I know I indicate units in all the columns but if you use consistant units across the inputs you'll get the proper results, so you can ignore the imperial rubbish .

Range E26 to Q35 is where I put the manual version of a two section calculation, for this problem we want K,far pin (Kfp) for joint A, assuming the section of infinite stiffness is entered in row 4, which should be cell P34.


My Personal Open Source Structural Applications:

https://github.com/buddyd16/Structural-Engineering

Open Source Structural GitHub Group:

https://github.com/open-struct-engineer

 

[Celt83]

On the drift I agree that the frame will go along for the ride, but in ASCE 7 the inelastic drift, delta_u, is found by amplifying the drift obtained by an elastic analysis by a Cd factor. The example appears to be reducing the 2% ultimate drift to what the equivalent elastic drift would be by reversing the ASCE 7 procedure, so the analysis procedures are in line.


FYI Example 5 is Example 1 worked in SI units.

My Personal Open Source Structural Applications:

https://github.com/buddyd16/Structural-Engineering

Open Source Structural GitHub Group:

https://github.com/open-struct-engineer

 

[Agent666]

I get what's going on regarding the ductile response of the main structural system and how delta_e and delta_u are related by the equivalent of a, ductility factor.

What I have a problem with is capping the design action in the secondary gravity system at the delta_e values for the main structural system. As it is flawed when secondary system carries on deflecting and eventually is limited by the upper limit of the slabs yielding as described in section 6 (from memory). Shows a fundamental lack of capacity design principles.
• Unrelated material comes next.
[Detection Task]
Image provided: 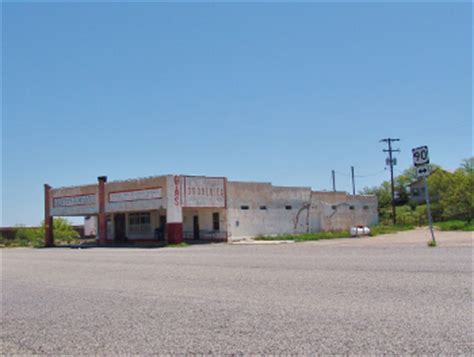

To throw some numbers at it to demonstrate, let's say the slab/column interface reaches the upper limit design actions at a drift of 2", but delta_u = 3.85x0.75"=2.8875". Therefore assessing the strength aspects for punching shear and shear reinforcement at a drift of 0.75" is flawed because under an ultimate limit state event in which the main lateral system reaches delta_u the secondary gravity system is still elastic up to 2" drift at which point you should actually be assessing the strength limit states for the secondary gravity system. So in the example quoted originally the strength should be assessed at the upper limit strength, not at the arbitrary 0.75" 'elastic' drift limit because the design actions keep increasing past this point until either the main system hits delta_u drift or the secondary gravity system hits its yield limit of the upper design limits.

 

[Agent666]

Celt83, just to follow up, if you refer to following extracts. This is basically saying what I am expecting, slab/column interface needs to be designed for actions resulting from achieving the design storey drift (delta_u).

But then later on in section 6 it reiterates this, and then in the following paragraph seems to move towards only checking delta_e drift which is just some arbitrary level of load as the true ductility factor for the main lateral system and the slab/column system could be quite different?!

I don't really agree that it is hard to estimate the moments and shears, in the case of the method presented it will be the upper limit actions unless the slab analysis results in a lower value at delta_u drifts. This is simply recognising that when the main system is at the full delta_u drift the slab is either yielding or its not. Capping this check at the delta_e drift is flawed in my view and could significantly underestimate the design actions for checking both the slab and columns. For example what if at delta_e + 0.1" drift you suffered a brittle punching shear failure. To get to delta_u drift as a system the slab/column interface needs to push past delta_e drift level.

In response to the why am I dividing by 'L-h/2'? This is an error you are right!!
Going back an checking, this should be η = 3*(L)^3/(L-h/2)^3
and Σ Kc = Σ η*EI/L
Where L is half the storey height.

Actually noted as well if I put exact decimal conversions I also get to the same I_ec=1322.05in^4 answer you got via an alternative method.

If I had 406mm instead of 406.4mm for the column size for example and some other similar rounding on other values I fluked 1320in^4 exactly as the answer! So agree there must be a small degree of rounding going on or compounding loss of accuracy in individual answers when the original authors worked through it. Noted on Example 5 being the same, hadn't read that far.

Wish textbook examples wouldn't do this as makes it hard to replicate exact answers in this day and age of electronic calculations and 15 decimal place accuracy, especially when important steps are skipped in the working and you're ending up with a similar answer but not exactly the same!

Yeah I was clearly looking at completely the wrong part of your spreadsheet it seems in going back and looking at it again!

 

[Agent666]

For question 2 I'd say as it is defined in the document should be 0.5*Is but I've seen several examples that also use 1.0*Is within the slab column joint.

If you do the analysis, you only get the unbalanced moment they call out in the example if you set the slab/column joint to 1.0*Is multiplied by the (1/(1-(c_2/l_2)^2)) factor. It's sufficiently different to say this was the intent. But who knows there may have been some unwanted rounding here too. My first instinct was to reduce it by the 0.25-0.5 stiffness reduction factor as well, that was until I worked through the example and got a different answer.